- The paper presents a pipeline combining multi-view diffusion with dual-branch NeRF conditioning for interactive, feed-forward 3D object relighting.
- It achieves state-of-the-art results on synthetic and real-world benchmarks by delivering high PSNR, SSIM, and LPIPS metrics alongside fast rendering speeds.
- The approach eliminates per-illumination optimization and generalizes to unseen lighting, highlighting its potential for AR/VR and content creation applications.
ROGR: Relightable 3D Objects using Generative Relighting
Overview and Motivation
ROGR presents a method for reconstructing relightable 3D object models from multi-view images under unknown illumination, enabling rendering under arbitrary novel environment maps without further optimization. The approach leverages a generative multi-view diffusion model to synthesize consistent relit images, which are then distilled into a lighting-conditioned Neural Radiance Field (NeRF). This pipeline addresses the limitations of prior inverse rendering and single-view relighting methods, which either require per-illumination optimization or suffer from view inconsistency.
Figure 1: ROGR reconstructs a relightable neural radiance field from posed images under unknown illumination, supporting on-the-fly relighting and novel view synthesis.
Methodology
Multi-View Relighting Diffusion Model
The first stage employs a multi-view diffusion model to generate view-consistent relit images for a given object under a set of environment maps. The model is based on latent diffusion, with inputs comprising image latents, camera raymaps, and HDR/LDR environment map latents, all aligned to the camera pose. The architecture adapts CAT3D with 2D UNet and 3D attention layers to facilitate cross-view information exchange.
Figure 2: The multi-view relighting diffusion model generates consistent relit images from posed inputs and environment maps, forming a multi-illumination dataset.
This process is repeated across M environment maps, yielding N×M relit images per object, which serve as training data for the subsequent NeRF.
Lighting-Conditioned Relightable NeRF
The relightable NeRF is trained on the multi-illumination dataset to predict view-dependent color conditioned on arbitrary environment maps. The architecture extends NeRF-Casting, introducing dual-branch conditioning:
- General Conditioning: Encodes the full environment map via a transformer encoder, providing low-frequency illumination cues.
- Specular Conditioning: Samples and blurs the environment map at the specular reflection direction using multiple Gaussian kernels, capturing high-frequency specularities.

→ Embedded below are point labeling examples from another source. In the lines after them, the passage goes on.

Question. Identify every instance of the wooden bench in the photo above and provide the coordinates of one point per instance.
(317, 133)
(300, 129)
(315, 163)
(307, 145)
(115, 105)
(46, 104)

These conditioning signals are concatenated with NeRF-Casting's feature vector for each ray, enabling the model to synthesize both diffuse and specular effects under novel lighting.
Figure 3: Multi-view relighting diffusion model architecture, with 2D UNet and 3D attention layers for cross-view consistency.


Figure 4: Normal map rendering of relightable NeRFs on TensoIR objects, demonstrating geometric fidelity.
Experimental Results
Benchmarks and Quantitative Evaluation
ROGR is evaluated on the TensoIR (synthetic) and Stanford-ORB (real-world) datasets, outperforming state-of-the-art baselines in most metrics:
- TensoIR: Achieves top PSNR (30.74), SSIM (0.950), and LPIPS (0.069), with interactive rendering speed (0.384s/frame).
- Stanford-ORB: Delivers best PSNR-H (26.21) and SSIM (0.980), and second-best PSNR-L (32.91) and LPIPS (0.027).
Figure 5: Qualitative comparisons on TensoIR, showing superior specular highlight and color fidelity.
Figure 6: Qualitative comparisons on Stanford-ORB, with high-fidelity specular reflections.
Qualitative Analysis
ROGR demonstrates robust relighting of complex real-world objects, accurately reproducing specularities and shadows across diverse materials. The method generalizes to unseen lighting conditions without retraining, a significant advantage over prior approaches.
Ablation Studies
Ablations reveal the necessity of both general and specular conditioning. Removing general conditioning or replacing it with per-image embeddings severely degrades performance and generalization. Lower environment map resolutions blur specular highlights and introduce artifacts. Increasing the number of views and environment maps during training improves consistency and relighting quality, with performance saturating beyond 111 environment maps.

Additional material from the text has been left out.